June 3, 2008
The chairman and CEO of one of Clearwire's newest investors, Comcast, opened the kimono last week and shared his company's reasons for staking the cable company's wireless future on WiMAX. Chairman and CEO Brian Roberts told attendees at the Sanford C. Bernstein & Co. Strategic Decisions Conference in New York "that there was no opportunity out there quite as elegant" as Clearwire. Roberts said his company's $1.5 billion or 7 percent investment gets it a wholesale deal for reselling the WiMAX services that lets it bill, sell, market, authenticate, bundle and brand the service however they so choose.

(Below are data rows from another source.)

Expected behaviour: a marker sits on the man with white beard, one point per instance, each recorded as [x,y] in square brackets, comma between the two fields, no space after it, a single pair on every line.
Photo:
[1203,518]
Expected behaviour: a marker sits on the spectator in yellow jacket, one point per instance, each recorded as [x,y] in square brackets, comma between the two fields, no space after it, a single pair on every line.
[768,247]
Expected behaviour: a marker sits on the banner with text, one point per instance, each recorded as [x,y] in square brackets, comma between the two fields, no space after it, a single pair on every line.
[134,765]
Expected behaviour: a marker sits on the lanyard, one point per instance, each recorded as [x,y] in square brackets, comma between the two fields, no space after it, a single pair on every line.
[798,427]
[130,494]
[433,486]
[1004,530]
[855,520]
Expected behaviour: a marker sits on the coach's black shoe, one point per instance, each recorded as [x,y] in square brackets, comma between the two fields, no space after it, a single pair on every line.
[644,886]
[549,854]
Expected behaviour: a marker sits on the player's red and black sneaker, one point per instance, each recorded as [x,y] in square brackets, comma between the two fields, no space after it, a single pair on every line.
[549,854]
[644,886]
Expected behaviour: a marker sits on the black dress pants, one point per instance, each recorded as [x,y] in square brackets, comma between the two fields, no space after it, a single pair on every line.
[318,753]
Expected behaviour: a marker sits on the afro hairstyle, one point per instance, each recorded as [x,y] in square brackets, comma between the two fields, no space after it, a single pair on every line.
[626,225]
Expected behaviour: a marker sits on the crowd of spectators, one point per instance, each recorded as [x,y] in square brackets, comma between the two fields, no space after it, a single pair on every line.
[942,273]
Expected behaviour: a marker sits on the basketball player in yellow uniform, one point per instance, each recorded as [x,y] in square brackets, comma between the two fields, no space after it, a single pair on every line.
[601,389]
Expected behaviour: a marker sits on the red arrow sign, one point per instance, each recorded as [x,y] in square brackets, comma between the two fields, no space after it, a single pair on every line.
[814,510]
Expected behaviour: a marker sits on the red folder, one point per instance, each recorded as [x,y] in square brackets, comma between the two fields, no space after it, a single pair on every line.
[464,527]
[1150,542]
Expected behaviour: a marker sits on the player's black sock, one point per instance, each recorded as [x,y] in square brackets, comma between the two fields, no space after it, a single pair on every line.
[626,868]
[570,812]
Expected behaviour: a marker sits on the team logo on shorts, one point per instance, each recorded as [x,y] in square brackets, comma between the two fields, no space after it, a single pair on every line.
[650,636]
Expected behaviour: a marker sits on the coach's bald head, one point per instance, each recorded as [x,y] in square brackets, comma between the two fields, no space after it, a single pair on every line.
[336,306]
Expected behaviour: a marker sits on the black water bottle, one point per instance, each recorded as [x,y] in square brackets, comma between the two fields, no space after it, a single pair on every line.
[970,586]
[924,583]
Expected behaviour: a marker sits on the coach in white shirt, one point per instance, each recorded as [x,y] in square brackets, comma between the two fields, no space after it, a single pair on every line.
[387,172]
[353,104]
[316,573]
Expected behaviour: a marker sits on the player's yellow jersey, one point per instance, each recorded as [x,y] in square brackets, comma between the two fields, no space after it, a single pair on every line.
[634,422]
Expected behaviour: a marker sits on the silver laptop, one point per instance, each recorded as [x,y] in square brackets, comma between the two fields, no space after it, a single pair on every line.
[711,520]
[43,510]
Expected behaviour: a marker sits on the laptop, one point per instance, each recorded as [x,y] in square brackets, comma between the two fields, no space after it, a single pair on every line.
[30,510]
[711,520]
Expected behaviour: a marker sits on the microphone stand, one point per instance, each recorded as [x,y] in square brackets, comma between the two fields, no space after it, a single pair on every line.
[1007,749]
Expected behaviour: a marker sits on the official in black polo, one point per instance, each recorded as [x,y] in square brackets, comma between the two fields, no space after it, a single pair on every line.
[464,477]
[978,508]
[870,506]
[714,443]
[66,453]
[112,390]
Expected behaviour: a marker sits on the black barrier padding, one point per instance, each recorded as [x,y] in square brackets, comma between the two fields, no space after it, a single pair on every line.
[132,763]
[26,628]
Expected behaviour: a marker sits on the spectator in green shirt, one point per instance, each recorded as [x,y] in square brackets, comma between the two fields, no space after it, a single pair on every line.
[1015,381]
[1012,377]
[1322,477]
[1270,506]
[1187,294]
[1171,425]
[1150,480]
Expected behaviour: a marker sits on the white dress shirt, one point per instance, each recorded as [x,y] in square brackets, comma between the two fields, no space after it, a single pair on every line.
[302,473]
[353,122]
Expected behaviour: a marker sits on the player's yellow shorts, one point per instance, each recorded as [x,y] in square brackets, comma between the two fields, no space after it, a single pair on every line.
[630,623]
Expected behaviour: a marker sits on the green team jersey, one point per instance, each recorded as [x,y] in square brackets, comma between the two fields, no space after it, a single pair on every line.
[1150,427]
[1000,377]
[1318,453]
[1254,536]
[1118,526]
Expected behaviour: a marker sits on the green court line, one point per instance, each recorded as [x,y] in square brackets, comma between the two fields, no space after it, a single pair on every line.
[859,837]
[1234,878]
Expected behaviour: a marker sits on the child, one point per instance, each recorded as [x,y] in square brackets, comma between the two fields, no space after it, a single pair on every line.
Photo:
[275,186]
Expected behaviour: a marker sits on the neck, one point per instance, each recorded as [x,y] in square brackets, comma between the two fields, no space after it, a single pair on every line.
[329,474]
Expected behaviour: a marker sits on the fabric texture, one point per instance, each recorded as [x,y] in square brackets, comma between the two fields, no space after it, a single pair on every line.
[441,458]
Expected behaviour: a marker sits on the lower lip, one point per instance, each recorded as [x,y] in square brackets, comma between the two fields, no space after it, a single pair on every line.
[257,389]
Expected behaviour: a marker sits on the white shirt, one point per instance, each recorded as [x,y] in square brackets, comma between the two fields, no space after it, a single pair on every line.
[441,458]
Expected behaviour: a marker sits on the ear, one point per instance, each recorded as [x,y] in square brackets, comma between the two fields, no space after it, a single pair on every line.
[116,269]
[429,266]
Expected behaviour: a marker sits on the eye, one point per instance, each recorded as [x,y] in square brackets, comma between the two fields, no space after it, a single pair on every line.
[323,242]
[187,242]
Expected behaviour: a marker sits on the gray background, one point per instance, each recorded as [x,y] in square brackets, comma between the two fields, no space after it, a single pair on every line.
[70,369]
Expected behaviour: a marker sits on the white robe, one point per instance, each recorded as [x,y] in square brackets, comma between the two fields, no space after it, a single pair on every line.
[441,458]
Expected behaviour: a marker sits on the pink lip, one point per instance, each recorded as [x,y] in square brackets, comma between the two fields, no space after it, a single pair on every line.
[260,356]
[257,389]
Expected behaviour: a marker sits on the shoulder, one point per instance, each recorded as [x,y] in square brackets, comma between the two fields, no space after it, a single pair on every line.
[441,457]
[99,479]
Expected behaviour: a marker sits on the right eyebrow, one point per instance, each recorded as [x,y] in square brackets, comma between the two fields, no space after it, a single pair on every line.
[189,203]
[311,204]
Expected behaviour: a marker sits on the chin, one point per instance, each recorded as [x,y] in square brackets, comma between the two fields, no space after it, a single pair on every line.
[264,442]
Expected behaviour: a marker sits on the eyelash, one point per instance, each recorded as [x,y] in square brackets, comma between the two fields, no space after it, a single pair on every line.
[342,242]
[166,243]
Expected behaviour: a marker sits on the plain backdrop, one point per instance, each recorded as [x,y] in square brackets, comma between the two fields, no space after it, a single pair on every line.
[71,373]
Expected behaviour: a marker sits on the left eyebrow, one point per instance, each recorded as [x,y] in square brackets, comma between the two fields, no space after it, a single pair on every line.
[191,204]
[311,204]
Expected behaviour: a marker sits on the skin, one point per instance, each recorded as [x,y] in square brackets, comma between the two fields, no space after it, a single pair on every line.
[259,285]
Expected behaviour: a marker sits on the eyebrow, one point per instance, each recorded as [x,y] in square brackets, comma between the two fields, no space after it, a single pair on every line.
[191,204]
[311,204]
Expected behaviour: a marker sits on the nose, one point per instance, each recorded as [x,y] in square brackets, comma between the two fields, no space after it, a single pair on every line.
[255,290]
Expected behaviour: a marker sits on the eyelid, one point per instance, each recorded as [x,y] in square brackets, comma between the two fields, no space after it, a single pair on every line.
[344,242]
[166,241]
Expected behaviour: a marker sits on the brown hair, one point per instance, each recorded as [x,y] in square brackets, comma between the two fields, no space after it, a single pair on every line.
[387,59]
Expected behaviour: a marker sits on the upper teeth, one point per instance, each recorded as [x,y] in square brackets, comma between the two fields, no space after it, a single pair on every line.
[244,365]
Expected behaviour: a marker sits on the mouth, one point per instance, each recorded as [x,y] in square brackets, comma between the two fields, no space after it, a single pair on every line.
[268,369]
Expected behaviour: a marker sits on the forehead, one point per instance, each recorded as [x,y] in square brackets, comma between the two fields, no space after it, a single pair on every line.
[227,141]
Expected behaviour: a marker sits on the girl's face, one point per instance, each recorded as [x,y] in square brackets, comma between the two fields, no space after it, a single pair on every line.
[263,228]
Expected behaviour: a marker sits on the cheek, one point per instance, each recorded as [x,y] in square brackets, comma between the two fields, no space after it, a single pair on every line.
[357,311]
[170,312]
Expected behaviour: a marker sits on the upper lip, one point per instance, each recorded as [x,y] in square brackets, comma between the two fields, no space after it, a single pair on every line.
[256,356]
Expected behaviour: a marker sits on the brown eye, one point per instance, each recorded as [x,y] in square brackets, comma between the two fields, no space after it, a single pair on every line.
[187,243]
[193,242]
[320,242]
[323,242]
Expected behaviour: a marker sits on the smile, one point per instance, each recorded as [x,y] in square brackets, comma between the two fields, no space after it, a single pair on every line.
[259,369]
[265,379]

Clearwire and its partners aim "to create a, wow, better-then, not a me-too, high-speed experience for a variety of applications," Roberts said.
Roberts said a Clearwire WiMAX demo that showed live video as his test group drove around a road at 50 miles per hour helped convince the cable company to sign on to the deal, but the 150MHz per market of "virgin spectrum" and Clearwire's 2G/3G/4G roaming agreement also helped seal it.
While Roberts is convinced that the mobile internet will run on WiMAX for years to come, Caroline Gabriel points to mounting evidence in this week's feature that Intel may be bracing itself for a future devoid of WiMAX.